Black Friday (1940)

BLACK FRIDAY (1940)
Article #499 by Dave Sindelar
Viewing Date: 7-27-2002
Posting Date: 12-20-2002

In order to save the life of his friend, a doctor transplants part of the brain of a gangster into his head, then becomes obsesses with getting in touch with the gangster part of his personality to find some stolen money.

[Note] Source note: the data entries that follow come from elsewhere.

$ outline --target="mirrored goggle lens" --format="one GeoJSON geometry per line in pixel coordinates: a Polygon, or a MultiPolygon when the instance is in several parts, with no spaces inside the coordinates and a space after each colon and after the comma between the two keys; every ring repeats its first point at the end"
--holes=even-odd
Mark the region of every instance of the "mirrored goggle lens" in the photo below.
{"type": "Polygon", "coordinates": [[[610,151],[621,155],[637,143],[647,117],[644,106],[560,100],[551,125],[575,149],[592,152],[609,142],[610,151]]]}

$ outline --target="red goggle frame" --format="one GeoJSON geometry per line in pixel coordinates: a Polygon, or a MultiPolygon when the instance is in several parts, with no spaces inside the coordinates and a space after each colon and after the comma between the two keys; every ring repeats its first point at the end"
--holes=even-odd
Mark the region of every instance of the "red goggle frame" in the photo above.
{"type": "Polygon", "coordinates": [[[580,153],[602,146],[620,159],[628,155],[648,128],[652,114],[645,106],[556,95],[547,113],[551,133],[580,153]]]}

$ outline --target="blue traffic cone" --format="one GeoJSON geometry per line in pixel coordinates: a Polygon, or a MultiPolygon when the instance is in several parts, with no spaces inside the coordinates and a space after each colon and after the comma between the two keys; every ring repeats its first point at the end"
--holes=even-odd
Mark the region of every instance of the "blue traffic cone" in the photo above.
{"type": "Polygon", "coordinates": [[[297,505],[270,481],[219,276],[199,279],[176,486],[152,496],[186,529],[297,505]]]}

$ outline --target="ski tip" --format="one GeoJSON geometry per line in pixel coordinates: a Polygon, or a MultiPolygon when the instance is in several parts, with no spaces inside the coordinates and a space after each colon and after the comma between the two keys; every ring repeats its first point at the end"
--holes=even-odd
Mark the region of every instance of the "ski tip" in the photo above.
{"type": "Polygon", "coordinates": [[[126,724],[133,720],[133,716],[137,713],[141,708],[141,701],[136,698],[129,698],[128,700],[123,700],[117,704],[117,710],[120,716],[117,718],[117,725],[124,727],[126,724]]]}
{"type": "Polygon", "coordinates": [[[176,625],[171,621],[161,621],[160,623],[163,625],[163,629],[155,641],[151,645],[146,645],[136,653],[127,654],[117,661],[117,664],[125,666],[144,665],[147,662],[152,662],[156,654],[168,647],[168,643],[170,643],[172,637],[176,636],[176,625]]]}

Karloff was originally intended for the Stanley Ridges role, with Lugosi in the role of the doctor; however, Karloff wanted the role of the doctor and got it, and since the producers didn’t feel Lugosi was up to the Stanley Ridges role, he was given a minor role as a gangster, and Stanley Ridges took the role of the English professor/gangster. I wouldn’t be surprised if this incident hadn’t fueled somewhat Lugosi’s resentment of Karloff, and one wonders what the movie would have been like if the casting had gone in the original direction. As it is, it’s one of the lesser of the Karloff/Lugosi collaborations. Karloff and Ridges do very well indeed, but Lugosi isn’t really given much to do at all. It’s not a bad movie, by any means; it’s just rather ordinary, more in line with Karloff’s Mad Doctor movies at Columbia than with the earlier triumphs at Universal.